We and animals learn in two stages. At the first, the task is divided into several steps, which we gradually learn to perform. In the case of, for example, cycling, we pick up the steering wheel (and try to keep it level), then we put our feet on the pedals, and then we start to rotate them. At first, this sequence of actions requires our full concentration, but over time, the "unconscious" part of learning begins, when we learn to drive better and better, simply by repeating all the above actions. The same thing happens with language learning: first we concentrate on pronunciation and meaning individual words, then speech becomes more and more fluent, and, in the end, we can say “good afternoon” on the machine, without thinking about how and what we say.
Researchers from (USA) decided to find out which of the stages of learning needs a speech gene FOXP2. In the experiment, normal mice and mice with the human gene had to find their way through a maze to get a treat. The “humanized” animals were quicker to understand which route would be faster to get to food, however, when the maze was organized so that the stages of learning could be separated and observed separately from each other, there was no difference between the mice.
Then a hypothesis arose that the speech gene helps to switch between different phases of learning. Further experiments, described in an article in the Proceedings of the National Academy of Sciences, confirmed this assumption: mice that mastered the step-by-step task stage switched to the repetition learning phase faster if human FOXP2 was introduced into their genome. The effect could also be seen at the cellular level: in the striatum, different zones are responsible for different stages of learning, and the one that was responsible for learning by repetition was activated more efficiently in mice with the human gene.

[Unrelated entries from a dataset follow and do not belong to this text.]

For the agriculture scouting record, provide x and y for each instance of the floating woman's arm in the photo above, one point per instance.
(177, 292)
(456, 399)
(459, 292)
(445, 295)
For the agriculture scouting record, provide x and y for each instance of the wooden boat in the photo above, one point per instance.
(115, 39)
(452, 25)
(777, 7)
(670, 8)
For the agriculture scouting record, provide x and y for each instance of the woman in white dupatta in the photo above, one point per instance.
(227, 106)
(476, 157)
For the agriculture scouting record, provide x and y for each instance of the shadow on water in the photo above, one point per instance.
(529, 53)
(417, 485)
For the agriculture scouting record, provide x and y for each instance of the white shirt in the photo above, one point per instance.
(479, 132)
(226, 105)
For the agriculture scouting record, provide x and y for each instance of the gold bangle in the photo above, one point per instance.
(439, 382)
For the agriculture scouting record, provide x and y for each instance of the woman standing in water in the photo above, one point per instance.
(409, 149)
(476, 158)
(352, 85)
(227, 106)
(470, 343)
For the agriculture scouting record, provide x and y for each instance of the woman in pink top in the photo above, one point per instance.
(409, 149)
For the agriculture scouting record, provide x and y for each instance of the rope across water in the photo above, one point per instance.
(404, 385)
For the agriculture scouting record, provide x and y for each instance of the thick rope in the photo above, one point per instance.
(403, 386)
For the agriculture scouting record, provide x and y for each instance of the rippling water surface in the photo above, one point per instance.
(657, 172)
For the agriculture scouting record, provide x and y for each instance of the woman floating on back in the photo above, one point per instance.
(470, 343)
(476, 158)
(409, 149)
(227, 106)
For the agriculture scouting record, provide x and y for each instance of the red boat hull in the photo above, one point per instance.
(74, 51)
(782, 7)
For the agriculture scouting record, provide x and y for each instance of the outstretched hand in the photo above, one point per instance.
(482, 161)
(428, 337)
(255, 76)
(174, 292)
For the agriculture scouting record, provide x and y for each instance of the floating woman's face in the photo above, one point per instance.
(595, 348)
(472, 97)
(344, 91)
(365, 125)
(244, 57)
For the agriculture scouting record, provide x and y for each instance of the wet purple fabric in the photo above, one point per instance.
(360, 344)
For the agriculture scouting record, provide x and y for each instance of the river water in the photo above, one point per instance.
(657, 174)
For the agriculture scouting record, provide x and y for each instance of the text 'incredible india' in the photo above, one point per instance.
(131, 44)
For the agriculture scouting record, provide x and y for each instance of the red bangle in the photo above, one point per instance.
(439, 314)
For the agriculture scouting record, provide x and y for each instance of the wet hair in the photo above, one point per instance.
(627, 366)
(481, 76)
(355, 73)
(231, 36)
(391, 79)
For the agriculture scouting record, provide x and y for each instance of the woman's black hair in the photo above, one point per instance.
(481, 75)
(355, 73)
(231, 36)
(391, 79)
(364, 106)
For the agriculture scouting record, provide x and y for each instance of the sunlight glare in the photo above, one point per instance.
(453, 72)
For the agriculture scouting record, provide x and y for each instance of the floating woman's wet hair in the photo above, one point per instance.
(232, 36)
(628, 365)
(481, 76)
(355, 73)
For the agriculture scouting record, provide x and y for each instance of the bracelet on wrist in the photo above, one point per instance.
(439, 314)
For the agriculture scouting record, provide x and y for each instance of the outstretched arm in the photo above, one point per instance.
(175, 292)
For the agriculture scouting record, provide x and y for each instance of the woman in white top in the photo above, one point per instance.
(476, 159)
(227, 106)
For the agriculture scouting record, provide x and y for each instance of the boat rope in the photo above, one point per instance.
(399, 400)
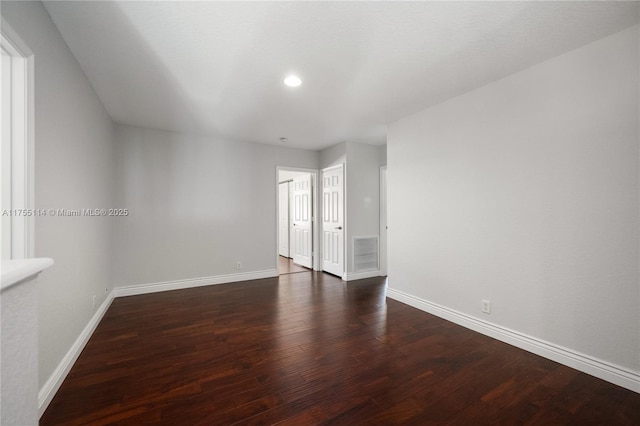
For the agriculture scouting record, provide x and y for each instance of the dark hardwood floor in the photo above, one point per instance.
(306, 349)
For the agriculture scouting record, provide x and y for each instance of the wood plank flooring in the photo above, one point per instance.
(307, 349)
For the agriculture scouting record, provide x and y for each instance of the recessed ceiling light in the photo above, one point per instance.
(292, 81)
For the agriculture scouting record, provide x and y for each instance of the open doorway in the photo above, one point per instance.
(296, 220)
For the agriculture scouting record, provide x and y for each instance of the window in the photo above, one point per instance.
(17, 146)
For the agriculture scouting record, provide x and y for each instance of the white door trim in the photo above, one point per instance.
(383, 221)
(314, 208)
(22, 141)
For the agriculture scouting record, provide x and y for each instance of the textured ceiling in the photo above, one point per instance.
(216, 68)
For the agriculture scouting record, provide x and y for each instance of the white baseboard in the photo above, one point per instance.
(351, 276)
(49, 389)
(133, 290)
(51, 386)
(595, 367)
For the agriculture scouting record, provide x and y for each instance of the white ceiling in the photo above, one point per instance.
(216, 68)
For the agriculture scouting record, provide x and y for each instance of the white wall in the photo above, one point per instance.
(198, 205)
(362, 194)
(526, 192)
(74, 164)
(334, 155)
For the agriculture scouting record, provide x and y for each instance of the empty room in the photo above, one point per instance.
(320, 212)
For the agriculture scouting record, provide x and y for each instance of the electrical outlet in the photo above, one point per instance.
(486, 306)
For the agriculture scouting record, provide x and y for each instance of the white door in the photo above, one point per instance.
(302, 221)
(283, 219)
(333, 220)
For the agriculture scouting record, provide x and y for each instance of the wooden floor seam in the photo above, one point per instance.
(310, 349)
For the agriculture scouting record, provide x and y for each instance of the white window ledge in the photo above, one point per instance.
(15, 271)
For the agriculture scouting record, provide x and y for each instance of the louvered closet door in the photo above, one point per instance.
(333, 220)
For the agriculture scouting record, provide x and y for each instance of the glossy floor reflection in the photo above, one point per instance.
(306, 349)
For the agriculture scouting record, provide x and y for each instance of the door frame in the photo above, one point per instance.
(314, 212)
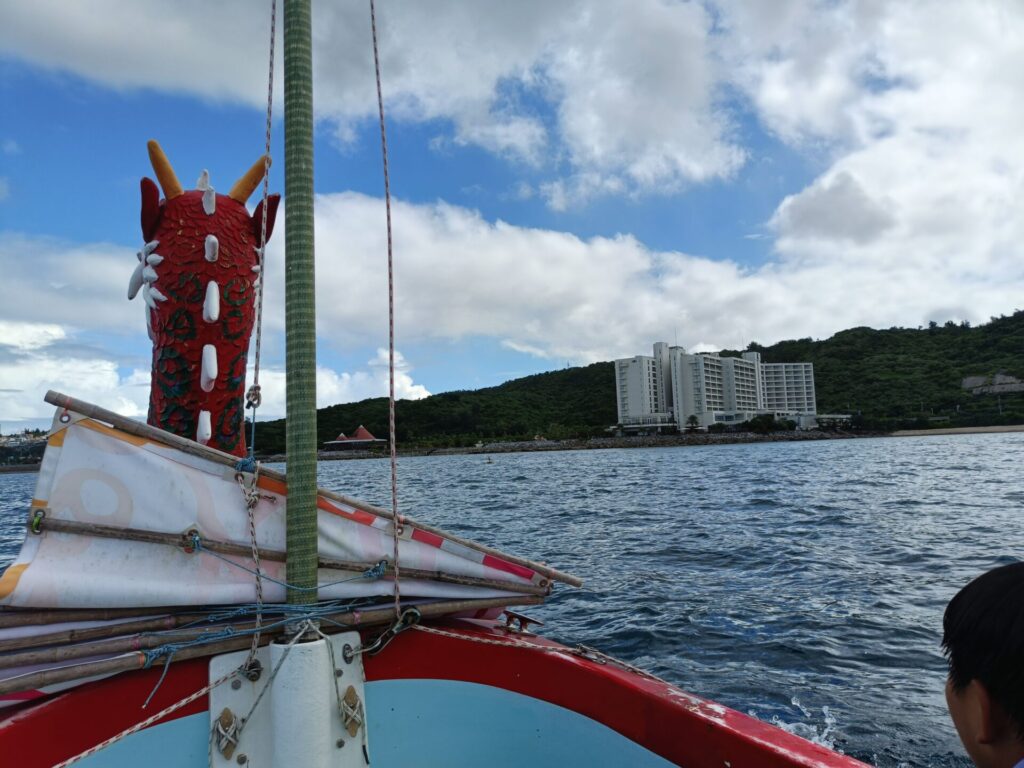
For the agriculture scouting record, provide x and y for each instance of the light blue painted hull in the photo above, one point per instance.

That is, we can say that the human version of the gene FOXP2(which is believed to have arisen about 200 thousand years ago) revealed to our ancestors learning by repetition - a person could not only pronounce a word and understand its meaning, but the reproduction of this word became automatic. The increased possibilities of communication in the collective helped separate individuals to survive, so that a new version gene has an evolutionary advantage. However, it is unlikely that the development of speech in humans occurred “by the will” of only one gene. Obviously, a whole genetic network is involved here, in which FOXP2 is just one of the links. So, a year ago, researchers from the Johns Hopkins University School of Medicine (USA) published an article in which they described dependent on FOXP2 gene SRPX2, which controls the dynamics of interneuronal connections in the speech center of the brain. It should also be noted that in the described experiments with the gene FOXP2 the ability of mice to learn in general was evaluated, so it is likely that this gene in humans may be related not only to speech abilities.